I had a job interview a few days ago and completely messed that up. When the woman asked can she tell me about herself all I could say was '' Um my n-n-n-n-name is um, um um, l-l-l-leeanne...'' What do I do to stop being so nervous? I really, really need this job.

----------


## Coffee

Have you tried deep breathing and meditation? You could try to imagine the interview beforehand, and how you want it to go. That might ease some of the anxiety. Also prep your answers. Since you have already had one interview, you can assume that some questions will overlap.

----------


## Katie

> Have you tried deep breathing and meditation? You could try to imagine the interview beforehand, and how you want it to go. That might ease some of the anxiety. Also prep your answers. Since you have already had one interview, you can assume that some questions will overlap.

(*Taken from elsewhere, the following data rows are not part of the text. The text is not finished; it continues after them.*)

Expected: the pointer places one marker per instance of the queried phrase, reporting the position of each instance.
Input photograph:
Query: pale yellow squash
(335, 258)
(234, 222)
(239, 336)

Having interview questions per-pared and remembered always helps.

----------


## Frogger

Your input is valued thanks.

----------


## Meadowlark

I feel your pain.  My last interview was a miserable, embarrassing failure, so I don't have any advice to give.  Instead, I wish you good luck on the next!

----------


## Antidote

Don't really have any advice but good luck!  :Hug:

----------


## i just want luv

Try' not to think about blinking', strap your hand down with the other and make sure not to go about pointing
every direction. Try to sound educated pronouncing every letter clearly and make sure you pay attention.
of course you've probably had the interview already.

----------